Proposed a data-efficient LLM agent system with advanced spatial reasoning for complex QA in warehouse environments. Secured 1st place globally against 10+ international teams.


Teaching

Teaching Assistant National Taiwan University

  • Introduction to Generative AI: Helped 1400+ students fine-tune 7B LLMs for poem generation.
  • Programming Training Class: Taught fine-tuning LLMs (1.3B) with patent data using LoRA to non-specialists.
  • Machine Learning: Designed grading pipelines for 700+ students and created assignments for regression, classification, and RL.

Other Projects

Autonomous Data Analyst Agent [Code]

  • Developed a 14B Llama-based model reasoning over database metadata via deterministic Python execution.
  • Achieved 82% accuracy on TabMWP (vs 20% base model).

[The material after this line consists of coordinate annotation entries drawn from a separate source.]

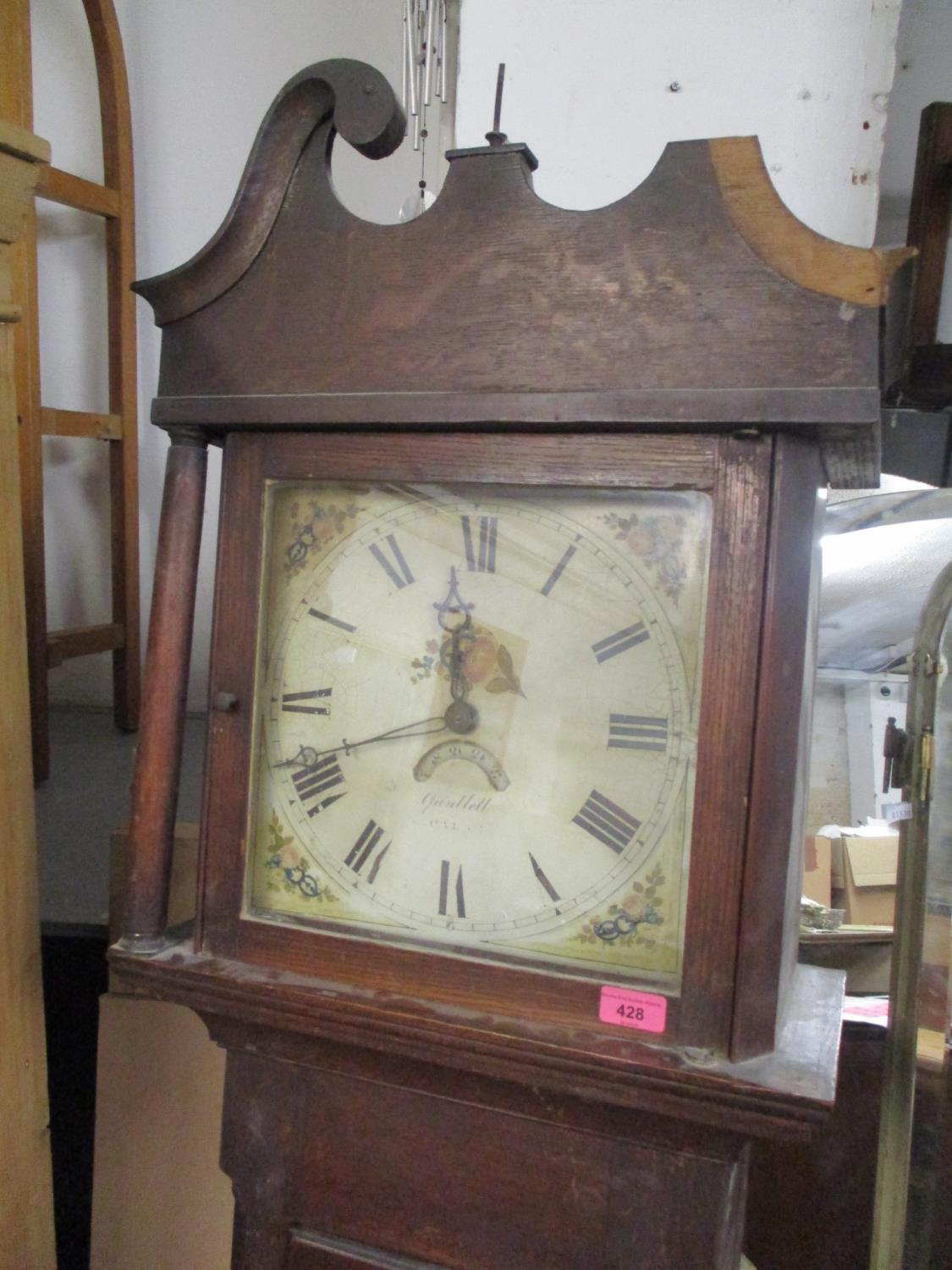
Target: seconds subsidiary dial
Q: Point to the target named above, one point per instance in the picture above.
(476, 719)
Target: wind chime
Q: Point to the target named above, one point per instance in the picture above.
(426, 83)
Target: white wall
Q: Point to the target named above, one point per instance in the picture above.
(201, 78)
(588, 86)
(923, 75)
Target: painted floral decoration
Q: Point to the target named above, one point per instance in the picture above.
(314, 526)
(658, 540)
(487, 663)
(291, 874)
(626, 924)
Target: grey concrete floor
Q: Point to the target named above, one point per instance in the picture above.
(85, 800)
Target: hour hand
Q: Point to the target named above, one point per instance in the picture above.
(307, 757)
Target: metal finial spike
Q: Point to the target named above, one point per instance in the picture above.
(495, 137)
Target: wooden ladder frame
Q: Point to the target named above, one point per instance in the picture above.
(114, 201)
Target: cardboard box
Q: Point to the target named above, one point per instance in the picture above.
(817, 870)
(863, 875)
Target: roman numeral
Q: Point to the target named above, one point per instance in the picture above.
(365, 848)
(316, 780)
(398, 571)
(614, 644)
(444, 889)
(484, 558)
(607, 822)
(558, 572)
(636, 732)
(296, 703)
(542, 881)
(334, 621)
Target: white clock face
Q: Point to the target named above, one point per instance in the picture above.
(476, 719)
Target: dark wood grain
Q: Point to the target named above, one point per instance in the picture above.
(121, 323)
(773, 868)
(725, 731)
(347, 97)
(159, 756)
(929, 216)
(658, 295)
(398, 1109)
(388, 1178)
(738, 474)
(287, 1016)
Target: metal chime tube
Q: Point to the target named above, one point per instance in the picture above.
(431, 15)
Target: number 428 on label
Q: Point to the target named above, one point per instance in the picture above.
(624, 1008)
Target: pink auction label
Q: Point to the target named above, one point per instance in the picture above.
(627, 1008)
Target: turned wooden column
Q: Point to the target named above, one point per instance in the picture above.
(159, 759)
(25, 1194)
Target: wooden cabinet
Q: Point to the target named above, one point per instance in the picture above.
(405, 1086)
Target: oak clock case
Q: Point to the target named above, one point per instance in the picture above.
(607, 859)
(525, 548)
(476, 719)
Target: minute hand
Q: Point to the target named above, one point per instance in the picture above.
(421, 728)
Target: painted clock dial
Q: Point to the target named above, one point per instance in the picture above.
(476, 716)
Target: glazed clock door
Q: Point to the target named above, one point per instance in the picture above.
(462, 742)
(476, 718)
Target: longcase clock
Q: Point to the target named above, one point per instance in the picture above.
(499, 881)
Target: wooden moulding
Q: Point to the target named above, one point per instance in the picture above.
(658, 312)
(858, 276)
(738, 474)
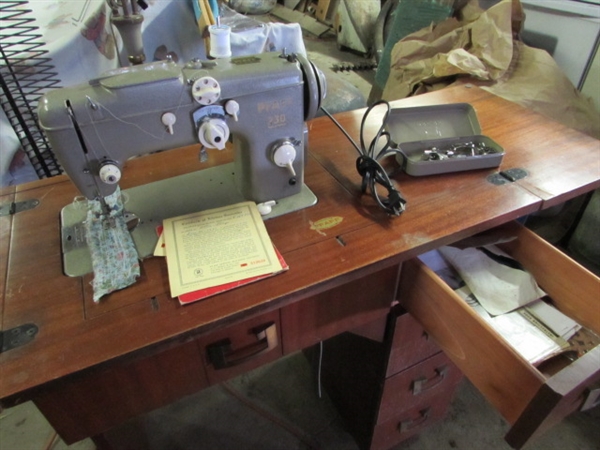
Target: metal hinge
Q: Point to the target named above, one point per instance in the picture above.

6-axis Robot Arm - Battery Storage

Used TMRobot and OpenCV to automatically detect and replace electric motorcycle batteries.

Stock Price Prediction [Code]

Trained an LSTM model using TensorFlow to predict Taiwan stock prices with 90% accuracy.


Education

University of Washington Sep. 2024 – Dec. 2025

MS in Electrical and Computer Engineering | Washington, USA

Coursework: Deep Learning for Big Visual Data, LLMs from Transformers to ChatGPT, TinyML.

National Taiwan University Sep. 2019 – Jul. 2024

BS in Mechanical Engineering | Taiwan

Related: Machine Learning (A+), DL for Human Language Processing (A), Applied DL (A).


Technical Skills

  • Post-Training & Alignment: GRPO, RLHF, PPO, DPO, SFT, Process Supervision, Constitutional AI.
  • Agentic Architectures: Multi-agent systems, Tool-use (Computer Use), MCP, RAG.
  • Languages & Engineering: Python (Expert), C++, PyTorch, DeepSpeed, vLLM, Docker, Kubernetes.
  • Software & Tools: MATLAB, AutoCAD, Inventor, LabVIEW, Arduino.